Mixing football with hip-hop is always a winning combination. The two were paired up Thursday, for opening night of the Bud Light Hotel at Pier 86 in Manhattan when the Madden Bowl XX tournament preceded "The Roots Presents Hip-Hop NYC" concert.
NFL players, including Victor Cruz of the Giants, LeSean "Shady" McCoy of the Philadelphia Eagles, Cam Newton of the Carolina Panthers and A.J. Green of the Cincinnati Bengals, battled it out on the flat screen playing each other in the “Madden 25” video game on Xbox One while nestled in lounge chairs on stage.
Trey Wingo, host of "NFL Live," provided color commentary along with New Orleans Saints' quarterback Drew Brees while the crowd snacked on appetizers and cocktails.
Wingo razzed Cruz for not salsa dancing when he scored against Green. "He's saving it for The Roots," quipped Brees. When Cruz got eliminated and was interviewed postgame, Wingo said, "Wow, sounds like what happened with the Giants in 2013." Cruz replied, "I don't remember a lot from that year."
McCoy went head-to-head with Newton in the finals, which was a nail-biter. Even though Newton was leading for most of the game, McCoy came from behind pulling out a 24-22 win to capture the Madden Bowl XX championship trophy.
Just before 11 p.m. drummer Questlove got behind his kit with the rest of The Roots for a three-hour extravaganza, which took people through the history of hip-hop.
"Hip-hop is from the streets of New York," said Joseph "Rev. Run" Simmons of Run-DMC in the opening film clip. "But hip-hop is more than music. It's about swag and the way you move."

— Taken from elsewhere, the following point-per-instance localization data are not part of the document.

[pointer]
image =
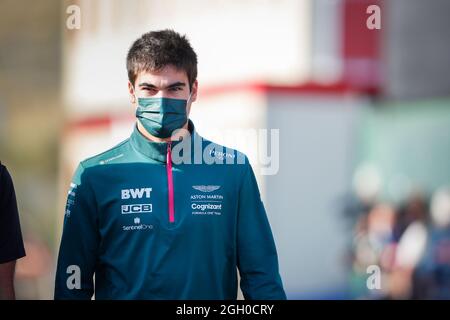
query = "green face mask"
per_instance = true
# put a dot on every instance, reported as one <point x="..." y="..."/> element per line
<point x="161" y="116"/>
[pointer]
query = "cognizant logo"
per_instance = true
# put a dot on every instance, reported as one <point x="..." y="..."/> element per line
<point x="206" y="206"/>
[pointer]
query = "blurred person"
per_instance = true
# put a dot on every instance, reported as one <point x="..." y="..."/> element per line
<point x="151" y="228"/>
<point x="410" y="237"/>
<point x="11" y="243"/>
<point x="432" y="277"/>
<point x="372" y="245"/>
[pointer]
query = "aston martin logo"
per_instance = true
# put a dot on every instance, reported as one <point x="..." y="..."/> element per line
<point x="206" y="188"/>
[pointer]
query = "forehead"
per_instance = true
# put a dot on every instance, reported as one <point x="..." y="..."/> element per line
<point x="164" y="76"/>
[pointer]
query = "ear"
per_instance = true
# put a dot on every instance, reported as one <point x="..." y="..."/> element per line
<point x="131" y="93"/>
<point x="194" y="91"/>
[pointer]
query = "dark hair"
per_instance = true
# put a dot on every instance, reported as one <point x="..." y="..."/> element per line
<point x="156" y="49"/>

Black Thought was the first on the mic delivering a blistering rendition of the Beastie Boys' "No Sleep Till Brooklyn" setting the tone for the evening. The Roots pulled out all the stops ripping through Big Daddy Kane's "Ain't No Half-Steppin'," Nas' "The World is Yours" and Puff Daddy's "All About the Benjamins."

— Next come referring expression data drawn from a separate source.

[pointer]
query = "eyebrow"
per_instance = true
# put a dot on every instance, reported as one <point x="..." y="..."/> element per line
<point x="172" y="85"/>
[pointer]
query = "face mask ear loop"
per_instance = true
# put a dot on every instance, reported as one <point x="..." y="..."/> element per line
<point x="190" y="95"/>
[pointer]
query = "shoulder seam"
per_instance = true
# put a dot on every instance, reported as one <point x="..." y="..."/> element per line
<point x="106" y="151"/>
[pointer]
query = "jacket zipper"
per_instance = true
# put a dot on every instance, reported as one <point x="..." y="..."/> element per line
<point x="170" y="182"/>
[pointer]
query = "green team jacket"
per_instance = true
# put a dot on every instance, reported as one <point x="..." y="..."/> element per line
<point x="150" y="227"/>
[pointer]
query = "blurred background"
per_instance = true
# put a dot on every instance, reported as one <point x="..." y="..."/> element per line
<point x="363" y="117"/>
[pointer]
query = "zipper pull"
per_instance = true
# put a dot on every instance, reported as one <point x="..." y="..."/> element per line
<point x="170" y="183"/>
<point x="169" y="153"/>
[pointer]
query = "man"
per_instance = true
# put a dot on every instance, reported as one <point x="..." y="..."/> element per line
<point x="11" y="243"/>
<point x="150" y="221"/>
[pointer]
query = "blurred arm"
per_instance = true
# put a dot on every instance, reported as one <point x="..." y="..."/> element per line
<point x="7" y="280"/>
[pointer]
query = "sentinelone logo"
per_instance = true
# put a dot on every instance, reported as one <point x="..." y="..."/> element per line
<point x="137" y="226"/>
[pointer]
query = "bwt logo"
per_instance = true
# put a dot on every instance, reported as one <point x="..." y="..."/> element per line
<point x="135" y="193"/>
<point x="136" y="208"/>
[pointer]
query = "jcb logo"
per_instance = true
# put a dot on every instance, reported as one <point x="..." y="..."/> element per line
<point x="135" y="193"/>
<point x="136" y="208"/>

Uniondale's Busta Rhymes turned back the clock to the '90s as the buff speed rapper dusted off classics like "Put Your Hands Where My Eyes Could See" and "Woo-Hah!! Got You All In Check."

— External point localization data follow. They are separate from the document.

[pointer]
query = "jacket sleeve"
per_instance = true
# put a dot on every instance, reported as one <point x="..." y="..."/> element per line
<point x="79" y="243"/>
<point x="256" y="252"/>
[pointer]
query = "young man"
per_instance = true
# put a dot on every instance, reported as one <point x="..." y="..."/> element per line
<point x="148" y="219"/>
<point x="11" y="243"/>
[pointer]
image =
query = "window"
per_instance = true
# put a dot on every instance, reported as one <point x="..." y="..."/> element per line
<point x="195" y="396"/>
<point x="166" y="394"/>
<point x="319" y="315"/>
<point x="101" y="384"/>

But the evening belonged to Run-DMC who took the stage by storm running through their hits "It's Like That," "Run's House," "It's Tricky" and "King of Rock" causing the dance floor to bounce like it was 1986.
"Yo … I'm almost 50-years-old! Can you believe that?" Rev. Run announced to the crowd in amazement. His partner Darryl "DMC" McDaniels comforted him saying, "Hey man, hip-hop is like rock and roll. You don't get older, you just get better!"
After Rev. Run and DMC traded rhymes back-and-forth on "Peter Piper," The Roots backed the duo on a bring-down-the-house version of "Walk This Way" closing their set.
The evening was rounded out with surprise guest spots from DJ Jazzy Jeff, De La Soul of Amityville/Massapequa, Jersey boys Naughty By Nature, Doug E. Fresh and Slick Rick.